But that has me wondering—would such a “bootstrapped” s-expr Julia parser make for easier porting to new environments (for the parser, at least)? Or perhaps act as a “target format” for alternate front-ends?

Yes, porting to new environments is one of the main use cases: on a new system you “just” need to compile the C s-expr parser (and have a working LLVM backend). It could also be a target for people wanting to use a different syntax front end for Julia.


I guess I’m playing devil’s advocate, but I don’t think you’re strictly correct. There’s been academic research on this topic (countering Ken Thompson), and Linux (and other) software distributions have to deal with the same and related issues:


Afaik with reproducible builds you only need to trust the original inputs, intermediate builds are deterministic and verifiable.

The Rust compiler is built using its own previous minor version.


The Zig folks used WASM/WASI to self-host.

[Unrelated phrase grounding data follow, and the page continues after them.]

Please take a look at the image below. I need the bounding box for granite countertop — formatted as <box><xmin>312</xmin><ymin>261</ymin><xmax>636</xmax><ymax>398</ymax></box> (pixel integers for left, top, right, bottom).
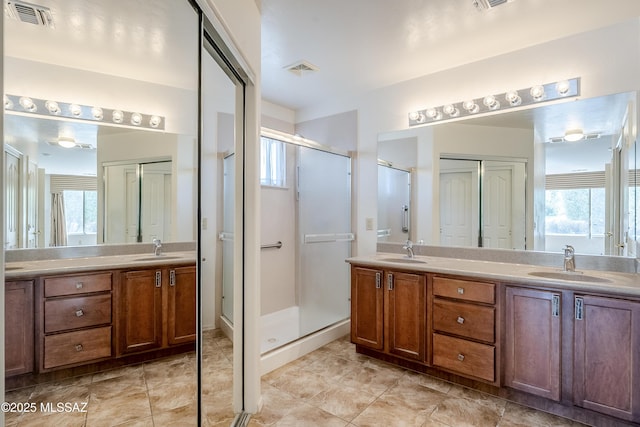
<box><xmin>4</xmin><ymin>251</ymin><xmax>196</xmax><ymax>280</ymax></box>
<box><xmin>347</xmin><ymin>253</ymin><xmax>640</xmax><ymax>297</ymax></box>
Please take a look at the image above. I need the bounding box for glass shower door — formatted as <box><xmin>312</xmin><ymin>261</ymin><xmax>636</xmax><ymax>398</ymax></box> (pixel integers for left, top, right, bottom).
<box><xmin>297</xmin><ymin>146</ymin><xmax>352</xmax><ymax>336</ymax></box>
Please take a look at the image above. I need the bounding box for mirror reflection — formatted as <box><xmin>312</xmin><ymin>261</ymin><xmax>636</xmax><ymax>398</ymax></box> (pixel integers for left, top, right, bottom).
<box><xmin>378</xmin><ymin>91</ymin><xmax>638</xmax><ymax>257</ymax></box>
<box><xmin>4</xmin><ymin>99</ymin><xmax>196</xmax><ymax>248</ymax></box>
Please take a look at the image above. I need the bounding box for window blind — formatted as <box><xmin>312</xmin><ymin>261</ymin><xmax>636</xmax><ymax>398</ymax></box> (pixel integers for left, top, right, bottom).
<box><xmin>50</xmin><ymin>174</ymin><xmax>98</xmax><ymax>192</ymax></box>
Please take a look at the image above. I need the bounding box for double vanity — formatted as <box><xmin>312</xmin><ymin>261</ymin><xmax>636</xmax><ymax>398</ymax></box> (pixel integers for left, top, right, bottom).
<box><xmin>4</xmin><ymin>247</ymin><xmax>196</xmax><ymax>389</ymax></box>
<box><xmin>348</xmin><ymin>248</ymin><xmax>640</xmax><ymax>426</ymax></box>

That’s a very cool approach, but I think for us the s-expr approach is much simpler. Why can we do that whereas Zig can’t? One reason is that Julia AST is already basically s-exprs, so this is really easy for us, whereas Zig would have to design a syntax serialization format that’s simple to parse yet general enough for the entire Zig syntax (which presumably wasn’t designed with s-exprs in mind). The other major difference is that Zig is trying to fully boostrap their entire compiler, so they need a way to run the whole thing on a new system, not just the parser. Julia, on the other hand, isn’t fully bootstrapped—our core runtime is written in C—so we just don’t have as hard of a boostrapping problem as they do and a simpler solution works for us.